Right now, I have three reasons for doing this:
1. I want to apply a similar GUI from ClipShifter to a transient plugin. When I am mixing something, I personally do better if I have a plugin that provides great visual feedback about the processing. It is always about listening, but my ears are better with my eyes helping out. Compressors and EQs are especially prime candidates for visual GUI feedback.
2. All of the transient shapers that I have used are subtle. They are very useful, but they typically lack extreme settings. I want something that can be pushed to the point of sounding ridiculous. In my tests, I am already finding that this is a challenge. Being able to push a transient shaper to the extremes requires a lot of tweaking of the detection process and the gain processing to minimize glitches.
3. A transient shaper plugin is a means to a different end. If you can separate out the attacks and the releases, why can’t you start applying other effects separately to the attacks and releases…and that is what I want to design.
Let me know if you have any thoughts or suggestions about transient shaping.



Yeah that transient from Sleepy-Time is a great one. Now I think you are serious. haha.
Thats it man, a good visual feedback is important. The ears are the top end ruler but they often get tired and deceives us. A good visual feedback (e.g. clip shifter) prevent that.
Ideas for the transient shaper: A clear separated control of the shaper input signal with flat filters/EQs and or sidechain input (sidechain = flexibility) that dont affect the dry/wet audio. keep a “delta” knob (like TDR feedback compressor II) for people that wants to process the output shapes separately in a diferent track.
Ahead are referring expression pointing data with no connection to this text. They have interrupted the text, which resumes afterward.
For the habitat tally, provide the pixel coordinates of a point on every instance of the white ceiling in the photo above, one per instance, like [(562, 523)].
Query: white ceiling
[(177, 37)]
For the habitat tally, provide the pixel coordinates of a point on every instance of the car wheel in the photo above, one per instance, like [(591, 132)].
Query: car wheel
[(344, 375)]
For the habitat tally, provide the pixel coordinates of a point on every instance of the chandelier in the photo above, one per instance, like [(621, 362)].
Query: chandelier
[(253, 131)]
And… to the end. Multiband processing (haha, too much?) Multiple instances can deal with that with sidechain…
thats it.
keep the good work. cheers
Thanks for the suggestions. I think that I can do most of what you suggested, except the multiband (that will have to wait). Something really interesting that I have being playing with is three controls instead of the normal two. Ever other transient plugin I have seen separates audio into an attack and release phase. I actually have it separated into three phases; attack, sustain, and release. I am getting some pretty interesting results because each phase can be controlled individually.
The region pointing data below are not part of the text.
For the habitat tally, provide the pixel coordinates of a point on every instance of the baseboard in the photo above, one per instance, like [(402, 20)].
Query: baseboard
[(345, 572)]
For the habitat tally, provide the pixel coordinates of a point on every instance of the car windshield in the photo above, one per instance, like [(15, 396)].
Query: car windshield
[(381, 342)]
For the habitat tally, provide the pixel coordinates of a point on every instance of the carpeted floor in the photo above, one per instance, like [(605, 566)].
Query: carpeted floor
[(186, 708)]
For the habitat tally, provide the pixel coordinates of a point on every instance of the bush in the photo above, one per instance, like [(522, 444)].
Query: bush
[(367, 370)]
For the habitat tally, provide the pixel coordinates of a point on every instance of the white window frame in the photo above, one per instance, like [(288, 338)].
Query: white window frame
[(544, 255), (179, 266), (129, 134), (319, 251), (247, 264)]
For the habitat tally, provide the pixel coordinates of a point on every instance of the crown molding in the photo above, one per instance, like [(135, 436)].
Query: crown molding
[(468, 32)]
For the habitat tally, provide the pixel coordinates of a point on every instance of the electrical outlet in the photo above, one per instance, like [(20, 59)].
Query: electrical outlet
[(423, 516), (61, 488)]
I’ll post some screenshots in the coming days. I might put this on hold for a little bit and make some more changes to ClipShifter. I just figured out a better antialias filtering system than what I was using in the beta. I already have it working in my Transient plugin and it is working out nicely.
Wait a minute. I change my mind on the multiband issue. I have been working the past few weeks with ClipShifter and I have come up with a good multiband component for it. I think I could definitely do this for a transient shaper. The only issue will be where to fit all the controls and knobs. I know that this sounds ridiculous, but I am having a hard time.